The war has stopped. At least for now. First Israel called unilateral ceasefire and then, the Hamas, giving Israel one week to withdraw its forces and lift the economic blockade. If Israel does not, will Hamas re-start firing rockets at Israeli citizens? Hence, an uneasy calm prevails in Gaza.
There has been huge destruction and loss of human lives. Gaza has been flattened by Israel bombs. The war has been catastrophic for Gazans. At least 1,300 Palestinians, most of them civilians and 13 Israelis have been killed.

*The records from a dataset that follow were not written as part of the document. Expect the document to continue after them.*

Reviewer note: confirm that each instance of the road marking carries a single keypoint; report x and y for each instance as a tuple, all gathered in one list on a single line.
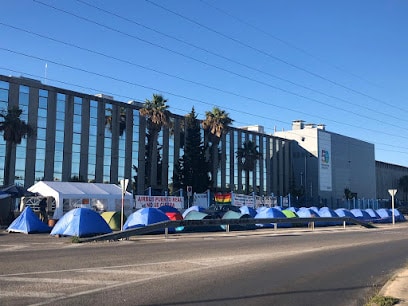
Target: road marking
[(32, 294), (60, 280)]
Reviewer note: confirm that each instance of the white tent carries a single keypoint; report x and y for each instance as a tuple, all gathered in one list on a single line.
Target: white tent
[(70, 195)]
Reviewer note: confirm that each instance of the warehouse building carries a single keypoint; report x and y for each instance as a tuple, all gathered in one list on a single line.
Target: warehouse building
[(73, 142)]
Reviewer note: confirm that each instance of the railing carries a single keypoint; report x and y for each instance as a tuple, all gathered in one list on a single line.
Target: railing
[(165, 225)]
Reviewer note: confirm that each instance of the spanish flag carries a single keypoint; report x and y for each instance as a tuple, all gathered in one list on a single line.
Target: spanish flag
[(223, 198)]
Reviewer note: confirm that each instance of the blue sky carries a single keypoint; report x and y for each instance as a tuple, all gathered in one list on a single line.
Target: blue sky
[(340, 63)]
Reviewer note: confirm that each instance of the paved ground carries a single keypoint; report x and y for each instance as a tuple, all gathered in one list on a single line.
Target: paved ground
[(396, 287)]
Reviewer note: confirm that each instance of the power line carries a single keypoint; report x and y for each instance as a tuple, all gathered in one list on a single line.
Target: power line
[(285, 42), (222, 69), (241, 63), (273, 56), (198, 83), (182, 96), (293, 132)]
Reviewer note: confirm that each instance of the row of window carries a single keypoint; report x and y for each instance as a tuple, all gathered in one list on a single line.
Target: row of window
[(62, 142)]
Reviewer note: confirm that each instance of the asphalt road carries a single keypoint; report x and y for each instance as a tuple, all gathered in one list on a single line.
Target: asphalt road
[(264, 267)]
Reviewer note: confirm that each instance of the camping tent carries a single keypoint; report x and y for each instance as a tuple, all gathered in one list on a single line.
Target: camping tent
[(361, 214), (27, 223), (81, 222), (248, 210), (271, 212), (145, 216), (343, 212), (236, 215), (70, 195), (193, 208), (114, 219), (289, 213), (375, 217)]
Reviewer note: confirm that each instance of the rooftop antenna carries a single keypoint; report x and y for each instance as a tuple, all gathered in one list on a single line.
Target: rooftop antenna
[(45, 73)]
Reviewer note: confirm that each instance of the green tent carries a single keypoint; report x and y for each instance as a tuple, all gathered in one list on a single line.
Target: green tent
[(113, 218), (289, 214)]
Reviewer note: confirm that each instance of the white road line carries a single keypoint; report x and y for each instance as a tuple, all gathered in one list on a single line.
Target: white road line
[(59, 280), (33, 294)]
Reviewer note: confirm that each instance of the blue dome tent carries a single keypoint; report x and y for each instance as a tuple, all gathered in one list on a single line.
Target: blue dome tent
[(145, 216), (271, 213), (27, 223), (248, 210), (81, 222)]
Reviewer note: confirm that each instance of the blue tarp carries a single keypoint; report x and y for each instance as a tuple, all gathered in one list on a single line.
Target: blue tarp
[(168, 208), (248, 211), (193, 208), (342, 212), (326, 212), (81, 222), (28, 222), (373, 214), (397, 215), (361, 214), (145, 216), (236, 215)]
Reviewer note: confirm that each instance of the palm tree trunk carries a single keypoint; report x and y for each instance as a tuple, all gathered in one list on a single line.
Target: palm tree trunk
[(9, 148), (215, 165), (153, 161)]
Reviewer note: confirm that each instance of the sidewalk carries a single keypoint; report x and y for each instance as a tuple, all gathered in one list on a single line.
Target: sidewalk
[(397, 287)]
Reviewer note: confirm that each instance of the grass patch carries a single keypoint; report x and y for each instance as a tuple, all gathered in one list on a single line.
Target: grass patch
[(379, 300), (75, 239)]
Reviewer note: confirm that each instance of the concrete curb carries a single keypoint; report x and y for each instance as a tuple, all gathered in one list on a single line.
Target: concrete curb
[(397, 287)]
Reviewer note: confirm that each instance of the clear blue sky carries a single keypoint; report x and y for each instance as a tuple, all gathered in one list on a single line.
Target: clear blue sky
[(340, 63)]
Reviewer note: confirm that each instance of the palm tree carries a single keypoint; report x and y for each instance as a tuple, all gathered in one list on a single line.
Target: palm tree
[(122, 120), (403, 184), (14, 130), (216, 124), (157, 114), (247, 156)]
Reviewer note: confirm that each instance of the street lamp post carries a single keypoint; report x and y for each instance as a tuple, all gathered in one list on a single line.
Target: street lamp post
[(123, 185), (392, 193)]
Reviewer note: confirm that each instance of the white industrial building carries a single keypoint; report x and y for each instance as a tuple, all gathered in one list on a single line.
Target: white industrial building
[(326, 163)]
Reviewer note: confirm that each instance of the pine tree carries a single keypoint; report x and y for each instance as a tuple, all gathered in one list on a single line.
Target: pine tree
[(193, 169)]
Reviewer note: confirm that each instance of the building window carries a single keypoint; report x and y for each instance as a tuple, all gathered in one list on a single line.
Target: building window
[(59, 137), (22, 148)]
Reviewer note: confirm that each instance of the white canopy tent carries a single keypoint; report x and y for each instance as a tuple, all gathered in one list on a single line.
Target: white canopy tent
[(70, 195)]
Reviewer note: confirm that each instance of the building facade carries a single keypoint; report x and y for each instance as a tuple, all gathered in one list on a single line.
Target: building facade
[(93, 138), (327, 164), (388, 177)]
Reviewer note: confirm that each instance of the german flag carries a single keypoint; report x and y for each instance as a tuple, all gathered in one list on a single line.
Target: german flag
[(223, 198)]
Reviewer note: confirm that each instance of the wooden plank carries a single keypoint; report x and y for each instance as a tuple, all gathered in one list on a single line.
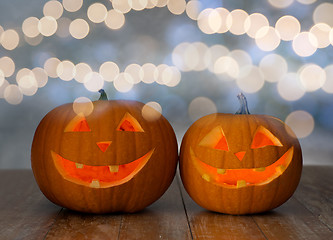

The international community has a gigantic task ahead towards reconstruction and providing basic humanitarian assistance including food, water and medicine in Gaza.
According to UN estimate, four thousand homes are ruined and tens of thousands of people are homeless. Half a million people had been without water since the conflict began. There has been acute shortage of medicines due to the blockade even prior to the attack.
Israel has defended the recent Gaza episode, without any remorse for hundreds of innocent lives cut short. On 19 January 2009, I posed a question to the Israeli Ambassador to India, Mr Mark Sofer during a live chat hosted by IBNLive news channel.
I asked: “Mr Ambassador, you have defended Gaza strikes on the ground that you want to make Israelis secure from Hamas rockets. Do you think Israeli citizens will be more secure after the end of the war given the fact that Hamas have not been disarmed? Do you have any remorse for the indiscriminate killings of civilians including women and children in Gaza?”
Mr Mark Sofer answered thus: “I do not know for sure whether Israeli citizens will be more secure today but it would be impossible for them to have been less secure than they were prior to today. In the last eight years almost half a million innocent men, women and children had been forced to live no more than 15 seconds from a bomb shelter. This is an untenable situation for any people and everything that had been tried by Israel and the International community failed. These are terrorists and for them terror is a way of life.”
Clearly, as you see, he has deliberately avoided my question as to whether he felt remorse for “indiscriminate killings of civilians including women and children in Gaza”.
I thought he would give a standard answer: "unfortunately, lives are lost in any war", or the like.